Das Thema Flecken auf Marmoroberflächen gehört zu den häufigsten Fragen, mit denen wir auf der Lieferseite konfrontiert werden. Architekten, Innenarchitekten oder Endkunden tragen nach den ersten Monaten mit Naturstein meist dieselbe Sorge. Ein Tropfen Kaffee auf der Arbeitsplatte, eine Ölspur auf der Kücheninsel oder ein umgekipptes Weinglas auf dem Esstisch hinterlassen eine Sorge im Gedächtnis. Diese Sorge entsteht meist nicht aus der Qualität des Steins, sondern aus dem unzureichenden Verständnis der Porenstruktur und der richtigen Schutzroutine.

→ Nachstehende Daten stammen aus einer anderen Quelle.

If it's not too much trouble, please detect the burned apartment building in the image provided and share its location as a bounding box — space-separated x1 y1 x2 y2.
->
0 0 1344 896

Aus unserer dreigenerationenlangen Liefererfahrung möchten wir in diesem Beitrag die Praxis teilen, die wir bei der Fleckenvermeidung gesammelt haben, während wir Platten aus Klasik Marmara, Saf Beyaz, Panda, Pijama Ekvator, Dolomit und Homojen aus den Steinbrüchen von Saraylar (Marmara Adası) für verschiedene Projekte vermitteln.

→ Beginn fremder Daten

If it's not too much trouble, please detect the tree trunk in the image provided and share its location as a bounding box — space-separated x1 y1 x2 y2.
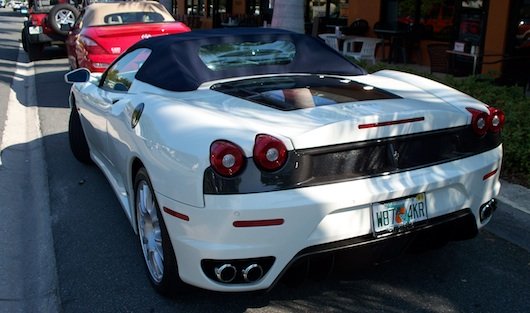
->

Um Flecken zu verstehen, muss man zunächst die Porenstruktur des Steins verstehen. Obwohl Marmor auf der Mikroebene wie ein durchgehender Block erscheint, trägt er an seiner Oberfläche kleine Porennetzwerke. Diese Poren sind mit bloßem Auge nicht erkennbar, ähneln aber unter einem starken Mikroskop dem Charakter eines Schwamms. Wenn ein flüssiger Tropfen auf die Oberfläche fällt, hält der Stein ihn nicht an der Oberfläche fest, sondern in diesem Porennetzwerk. Neutrale Flüssigkeiten wie Wasser verdunsten in der Regel von der Oberfläche und hinterlassen keine Spuren. Farbige und pigmentierte Flüssigkeiten wie Kaffee, Wein, Fruchtsaft, Tee und dunkle Saucen lagern sich nach dem Eindringen in die Pore mit ihren Pigmentmolekülen dort ab und bilden auf der Oberfläche einen gelblich-braunen oder rötlichen Schatten. Ölhaltige Flüssigkeiten tragen statt Pigment ein Ölmolekül, hinterlassen in der Pore einen verdunkelten matten Fleck und zeigen einen anderen Charakter als klassische farbige Flecken. Dieser Unterschied erfordert auch eine andere Vorgehensweise bei der Intervention.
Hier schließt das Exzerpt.